EDITOR’S NOTE: Superiorland Yesterdays is prepared by the reference staff at the Peter White Public Library in Marquette.

30 years ago

MARQUETTE — Richard Absolon of Crystal Falls carefully lifted away the lucite-and-brass embosser being used to leave graphic impressions in the new tan-colored sidewalk along Third Street. Workmen began pouring the new sidewalk Tuesday, which marks the beginning of final finishing work on the reconstructed street. The embosser, handmade by metallurgist Kurt Fosburg of Wattsson & Wattsson Jewelers, measures 7-by-6 inches and leaves an impression that reads “The Village” and displays the shopping district’s tree symbol. The image will be pressed into fresh concrete in front of many businesses along the street.

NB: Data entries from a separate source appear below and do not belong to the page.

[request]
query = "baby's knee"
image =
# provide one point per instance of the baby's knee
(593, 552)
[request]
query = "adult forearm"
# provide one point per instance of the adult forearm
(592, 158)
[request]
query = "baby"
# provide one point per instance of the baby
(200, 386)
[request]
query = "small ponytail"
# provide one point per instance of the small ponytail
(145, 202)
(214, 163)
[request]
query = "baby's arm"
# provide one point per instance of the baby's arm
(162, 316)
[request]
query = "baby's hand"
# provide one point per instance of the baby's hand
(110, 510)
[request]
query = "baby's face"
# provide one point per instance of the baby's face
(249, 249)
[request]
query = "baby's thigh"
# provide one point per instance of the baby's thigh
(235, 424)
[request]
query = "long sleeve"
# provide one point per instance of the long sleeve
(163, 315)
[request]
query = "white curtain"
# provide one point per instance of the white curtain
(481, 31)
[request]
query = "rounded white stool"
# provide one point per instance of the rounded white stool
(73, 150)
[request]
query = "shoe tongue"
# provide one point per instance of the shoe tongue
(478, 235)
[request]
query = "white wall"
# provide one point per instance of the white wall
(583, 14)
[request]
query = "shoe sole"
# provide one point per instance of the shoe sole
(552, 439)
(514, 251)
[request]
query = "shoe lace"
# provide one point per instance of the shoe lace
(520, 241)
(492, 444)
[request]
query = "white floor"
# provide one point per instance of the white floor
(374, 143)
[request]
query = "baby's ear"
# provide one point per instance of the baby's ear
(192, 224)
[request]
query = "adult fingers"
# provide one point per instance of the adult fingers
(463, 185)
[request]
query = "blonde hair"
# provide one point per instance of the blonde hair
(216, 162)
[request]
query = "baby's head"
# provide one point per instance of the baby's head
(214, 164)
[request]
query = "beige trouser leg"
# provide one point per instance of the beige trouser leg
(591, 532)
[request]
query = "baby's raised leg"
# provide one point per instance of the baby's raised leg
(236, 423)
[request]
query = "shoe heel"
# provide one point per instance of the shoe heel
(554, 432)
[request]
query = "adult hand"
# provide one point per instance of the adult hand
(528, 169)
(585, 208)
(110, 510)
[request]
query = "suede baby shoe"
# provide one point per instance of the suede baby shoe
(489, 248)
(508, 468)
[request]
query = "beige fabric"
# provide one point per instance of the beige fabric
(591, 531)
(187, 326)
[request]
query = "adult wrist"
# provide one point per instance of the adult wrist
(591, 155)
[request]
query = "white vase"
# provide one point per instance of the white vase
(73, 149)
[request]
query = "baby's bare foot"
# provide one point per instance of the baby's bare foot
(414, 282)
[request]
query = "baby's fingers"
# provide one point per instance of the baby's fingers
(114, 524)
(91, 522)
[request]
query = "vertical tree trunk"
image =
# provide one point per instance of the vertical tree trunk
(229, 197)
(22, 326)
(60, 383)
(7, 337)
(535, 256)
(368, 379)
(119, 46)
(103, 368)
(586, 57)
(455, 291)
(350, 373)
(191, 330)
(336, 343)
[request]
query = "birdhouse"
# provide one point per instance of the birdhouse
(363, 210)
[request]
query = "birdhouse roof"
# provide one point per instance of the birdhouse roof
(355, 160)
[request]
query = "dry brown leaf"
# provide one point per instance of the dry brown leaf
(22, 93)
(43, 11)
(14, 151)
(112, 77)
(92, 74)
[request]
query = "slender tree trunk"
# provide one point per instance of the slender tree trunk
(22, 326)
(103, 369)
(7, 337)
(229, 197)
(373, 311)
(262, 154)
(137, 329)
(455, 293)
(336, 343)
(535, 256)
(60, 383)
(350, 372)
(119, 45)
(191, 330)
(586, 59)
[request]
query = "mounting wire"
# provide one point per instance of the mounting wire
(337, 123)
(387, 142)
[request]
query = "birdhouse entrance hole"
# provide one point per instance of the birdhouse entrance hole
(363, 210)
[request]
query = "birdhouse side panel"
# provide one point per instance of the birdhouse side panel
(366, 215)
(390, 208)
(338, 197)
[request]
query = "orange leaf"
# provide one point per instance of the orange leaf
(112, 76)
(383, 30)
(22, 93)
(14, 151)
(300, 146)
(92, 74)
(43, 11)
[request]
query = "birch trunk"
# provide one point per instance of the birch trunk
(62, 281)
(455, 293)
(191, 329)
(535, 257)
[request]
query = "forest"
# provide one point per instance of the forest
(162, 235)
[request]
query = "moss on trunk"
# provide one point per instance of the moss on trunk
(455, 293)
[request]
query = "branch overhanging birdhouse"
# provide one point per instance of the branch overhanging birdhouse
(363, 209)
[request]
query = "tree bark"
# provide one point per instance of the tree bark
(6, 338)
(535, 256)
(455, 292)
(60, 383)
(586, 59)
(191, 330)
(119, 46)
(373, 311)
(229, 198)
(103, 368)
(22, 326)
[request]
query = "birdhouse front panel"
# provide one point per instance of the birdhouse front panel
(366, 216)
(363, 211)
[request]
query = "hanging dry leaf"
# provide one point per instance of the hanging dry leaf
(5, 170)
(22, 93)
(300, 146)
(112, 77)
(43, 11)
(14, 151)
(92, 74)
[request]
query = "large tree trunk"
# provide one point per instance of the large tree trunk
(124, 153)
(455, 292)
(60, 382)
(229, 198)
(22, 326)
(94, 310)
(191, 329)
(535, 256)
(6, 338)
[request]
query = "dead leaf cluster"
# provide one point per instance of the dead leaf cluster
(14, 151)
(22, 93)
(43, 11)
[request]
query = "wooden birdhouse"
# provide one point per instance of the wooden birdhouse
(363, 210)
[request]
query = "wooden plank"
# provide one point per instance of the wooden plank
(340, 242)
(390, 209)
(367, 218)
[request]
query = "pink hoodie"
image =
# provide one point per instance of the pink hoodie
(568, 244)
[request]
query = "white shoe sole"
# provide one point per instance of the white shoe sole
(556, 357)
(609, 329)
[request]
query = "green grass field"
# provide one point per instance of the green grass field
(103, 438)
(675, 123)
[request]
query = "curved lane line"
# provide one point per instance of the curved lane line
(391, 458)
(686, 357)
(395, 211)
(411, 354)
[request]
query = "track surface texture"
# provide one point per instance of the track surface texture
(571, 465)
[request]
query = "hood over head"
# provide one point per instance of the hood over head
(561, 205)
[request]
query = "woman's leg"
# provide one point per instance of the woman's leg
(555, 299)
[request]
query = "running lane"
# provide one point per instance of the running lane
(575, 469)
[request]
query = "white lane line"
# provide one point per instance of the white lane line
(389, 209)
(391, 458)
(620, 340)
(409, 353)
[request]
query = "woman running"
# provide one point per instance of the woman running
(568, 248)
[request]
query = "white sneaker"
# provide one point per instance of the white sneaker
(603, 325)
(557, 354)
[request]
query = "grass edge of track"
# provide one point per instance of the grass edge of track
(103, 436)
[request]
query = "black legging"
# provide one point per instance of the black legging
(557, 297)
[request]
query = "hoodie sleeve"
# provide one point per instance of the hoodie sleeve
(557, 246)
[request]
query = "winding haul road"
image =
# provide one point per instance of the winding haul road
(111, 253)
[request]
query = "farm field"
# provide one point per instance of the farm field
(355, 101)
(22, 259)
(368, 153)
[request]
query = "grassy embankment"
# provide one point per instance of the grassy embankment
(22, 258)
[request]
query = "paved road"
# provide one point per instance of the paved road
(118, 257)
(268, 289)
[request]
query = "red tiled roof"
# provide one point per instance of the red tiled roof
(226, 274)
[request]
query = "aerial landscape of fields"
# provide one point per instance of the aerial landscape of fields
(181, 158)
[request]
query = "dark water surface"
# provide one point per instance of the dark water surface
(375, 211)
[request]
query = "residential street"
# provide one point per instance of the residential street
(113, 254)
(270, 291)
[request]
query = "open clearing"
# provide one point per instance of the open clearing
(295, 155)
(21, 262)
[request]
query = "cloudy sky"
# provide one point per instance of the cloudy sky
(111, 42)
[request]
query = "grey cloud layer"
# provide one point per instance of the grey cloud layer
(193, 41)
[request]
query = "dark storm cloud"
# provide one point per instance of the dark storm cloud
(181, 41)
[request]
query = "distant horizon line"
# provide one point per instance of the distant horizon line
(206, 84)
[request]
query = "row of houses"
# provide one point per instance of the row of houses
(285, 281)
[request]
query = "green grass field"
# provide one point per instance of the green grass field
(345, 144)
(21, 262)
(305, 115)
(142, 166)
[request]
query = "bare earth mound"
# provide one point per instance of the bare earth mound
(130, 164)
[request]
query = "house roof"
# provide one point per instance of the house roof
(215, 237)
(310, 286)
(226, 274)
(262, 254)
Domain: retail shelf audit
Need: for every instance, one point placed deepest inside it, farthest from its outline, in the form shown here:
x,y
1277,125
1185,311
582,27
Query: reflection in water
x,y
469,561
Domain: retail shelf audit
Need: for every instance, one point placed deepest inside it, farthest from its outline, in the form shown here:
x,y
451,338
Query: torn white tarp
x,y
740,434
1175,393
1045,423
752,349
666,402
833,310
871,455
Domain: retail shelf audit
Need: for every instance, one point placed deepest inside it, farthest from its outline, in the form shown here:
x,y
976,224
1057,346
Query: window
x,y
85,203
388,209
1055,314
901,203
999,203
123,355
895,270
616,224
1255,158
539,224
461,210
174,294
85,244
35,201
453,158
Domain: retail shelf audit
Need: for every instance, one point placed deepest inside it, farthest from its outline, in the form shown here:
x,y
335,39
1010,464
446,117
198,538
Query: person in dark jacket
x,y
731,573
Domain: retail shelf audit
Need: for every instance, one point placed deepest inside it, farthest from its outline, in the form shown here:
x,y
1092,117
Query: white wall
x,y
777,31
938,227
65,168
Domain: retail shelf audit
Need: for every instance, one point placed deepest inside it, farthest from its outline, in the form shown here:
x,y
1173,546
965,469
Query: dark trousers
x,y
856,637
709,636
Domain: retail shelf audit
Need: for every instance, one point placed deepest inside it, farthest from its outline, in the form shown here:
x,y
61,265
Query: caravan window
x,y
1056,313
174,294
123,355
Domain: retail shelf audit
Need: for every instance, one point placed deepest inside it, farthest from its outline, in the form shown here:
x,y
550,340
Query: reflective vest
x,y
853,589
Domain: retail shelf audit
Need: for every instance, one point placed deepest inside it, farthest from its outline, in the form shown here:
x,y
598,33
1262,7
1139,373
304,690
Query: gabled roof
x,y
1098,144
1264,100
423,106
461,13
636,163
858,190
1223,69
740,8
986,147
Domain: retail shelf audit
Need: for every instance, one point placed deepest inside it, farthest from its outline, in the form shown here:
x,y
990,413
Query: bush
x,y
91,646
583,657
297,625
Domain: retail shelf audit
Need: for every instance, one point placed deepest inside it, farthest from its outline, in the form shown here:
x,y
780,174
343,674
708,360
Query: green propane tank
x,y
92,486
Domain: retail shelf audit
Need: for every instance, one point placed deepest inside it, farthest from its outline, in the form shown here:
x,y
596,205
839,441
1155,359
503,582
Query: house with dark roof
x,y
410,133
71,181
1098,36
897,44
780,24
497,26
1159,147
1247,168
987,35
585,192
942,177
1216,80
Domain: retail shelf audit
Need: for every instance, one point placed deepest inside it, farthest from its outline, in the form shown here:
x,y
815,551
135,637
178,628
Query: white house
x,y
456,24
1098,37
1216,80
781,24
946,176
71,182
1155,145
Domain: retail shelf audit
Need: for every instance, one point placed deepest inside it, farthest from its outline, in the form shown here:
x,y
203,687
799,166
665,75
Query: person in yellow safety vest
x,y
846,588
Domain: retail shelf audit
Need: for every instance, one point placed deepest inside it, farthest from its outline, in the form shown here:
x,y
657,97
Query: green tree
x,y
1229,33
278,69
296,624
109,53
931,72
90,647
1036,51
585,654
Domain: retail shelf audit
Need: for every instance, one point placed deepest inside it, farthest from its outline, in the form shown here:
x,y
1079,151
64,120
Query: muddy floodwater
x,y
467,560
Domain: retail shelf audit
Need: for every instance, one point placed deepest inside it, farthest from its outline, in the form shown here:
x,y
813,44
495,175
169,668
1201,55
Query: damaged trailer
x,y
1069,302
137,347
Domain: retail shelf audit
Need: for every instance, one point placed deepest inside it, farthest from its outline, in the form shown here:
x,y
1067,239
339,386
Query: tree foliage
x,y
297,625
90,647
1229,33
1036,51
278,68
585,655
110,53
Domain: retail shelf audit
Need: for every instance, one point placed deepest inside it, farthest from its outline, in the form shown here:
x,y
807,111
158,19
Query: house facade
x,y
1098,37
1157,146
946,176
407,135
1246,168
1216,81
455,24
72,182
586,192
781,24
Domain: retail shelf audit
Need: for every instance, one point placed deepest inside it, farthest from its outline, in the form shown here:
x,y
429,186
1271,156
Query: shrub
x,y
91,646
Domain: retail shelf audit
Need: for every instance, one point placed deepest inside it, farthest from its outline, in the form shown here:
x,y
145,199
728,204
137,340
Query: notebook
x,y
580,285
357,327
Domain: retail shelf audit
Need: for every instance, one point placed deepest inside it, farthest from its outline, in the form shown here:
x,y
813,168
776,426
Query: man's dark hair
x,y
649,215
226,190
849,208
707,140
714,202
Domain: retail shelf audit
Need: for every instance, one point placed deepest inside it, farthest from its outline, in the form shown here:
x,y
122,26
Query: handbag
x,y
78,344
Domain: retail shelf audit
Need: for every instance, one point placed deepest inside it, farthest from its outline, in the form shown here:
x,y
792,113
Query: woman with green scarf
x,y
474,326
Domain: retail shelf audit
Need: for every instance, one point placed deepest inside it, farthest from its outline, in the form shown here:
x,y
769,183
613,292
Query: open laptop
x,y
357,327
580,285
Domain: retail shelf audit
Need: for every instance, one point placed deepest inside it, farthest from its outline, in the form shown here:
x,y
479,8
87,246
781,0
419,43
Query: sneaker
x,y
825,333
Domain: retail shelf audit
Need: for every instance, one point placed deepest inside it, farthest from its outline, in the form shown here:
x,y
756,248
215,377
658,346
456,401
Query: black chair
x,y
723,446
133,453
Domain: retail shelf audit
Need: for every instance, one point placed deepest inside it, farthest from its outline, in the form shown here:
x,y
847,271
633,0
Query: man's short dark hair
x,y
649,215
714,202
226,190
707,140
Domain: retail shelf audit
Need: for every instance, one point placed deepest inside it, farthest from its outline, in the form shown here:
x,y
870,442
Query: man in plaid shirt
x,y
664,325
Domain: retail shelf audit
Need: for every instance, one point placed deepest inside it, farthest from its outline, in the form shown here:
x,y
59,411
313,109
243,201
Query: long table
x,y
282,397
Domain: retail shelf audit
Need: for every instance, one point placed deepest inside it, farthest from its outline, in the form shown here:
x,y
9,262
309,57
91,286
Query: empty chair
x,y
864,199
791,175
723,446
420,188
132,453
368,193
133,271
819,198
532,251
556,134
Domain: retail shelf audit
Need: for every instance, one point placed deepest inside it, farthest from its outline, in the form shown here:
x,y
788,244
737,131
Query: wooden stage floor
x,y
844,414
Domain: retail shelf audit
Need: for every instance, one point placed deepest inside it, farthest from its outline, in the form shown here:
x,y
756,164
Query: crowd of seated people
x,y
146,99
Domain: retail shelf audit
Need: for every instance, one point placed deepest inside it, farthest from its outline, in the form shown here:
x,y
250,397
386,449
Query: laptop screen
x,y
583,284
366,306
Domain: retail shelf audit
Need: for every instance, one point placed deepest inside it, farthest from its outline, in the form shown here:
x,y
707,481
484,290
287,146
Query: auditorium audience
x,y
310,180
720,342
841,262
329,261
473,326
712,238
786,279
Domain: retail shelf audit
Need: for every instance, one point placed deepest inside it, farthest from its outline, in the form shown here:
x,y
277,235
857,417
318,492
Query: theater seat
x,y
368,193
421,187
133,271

It will be placed every 1/10 of a mile as a distance-measuring device for walkers and runners. Fosburg, who constructed a prototype of the embosser of wood and lucite, spent a total of more than 50 hours developing and producing it.

90 years ago

NEGAUNEE — Few motorists who drive along M-28 south of the Maas Mine know that just beyond the shaft house to the north lies as beautiful a bit of landscape gardening as could be found anywhere in the district. Vines cover the sides of the mine buildings, flowers bloom along the hedgerows, and weeping willow trees wave gently in the wind. To one who had never visited one of the Cleveland-Cliff Iron company properties in this district, such beauty around an iron mine might appear out of place. No tourist who moves through the city on a trunk line highway sees any of these things, because the Negaunee and Athens mines are off the highway and the road passing the Maas Mine runs along the south side where the stockpiles obstruct a view of the gardening. All landscape gardening at Cleveland-Cliffs mines is under supervision of Warren G. Manning, of Cambridge, who recently was assigned to make a complete topographical and recreational survey of the Upper Peninsula for major land holding companies of the region.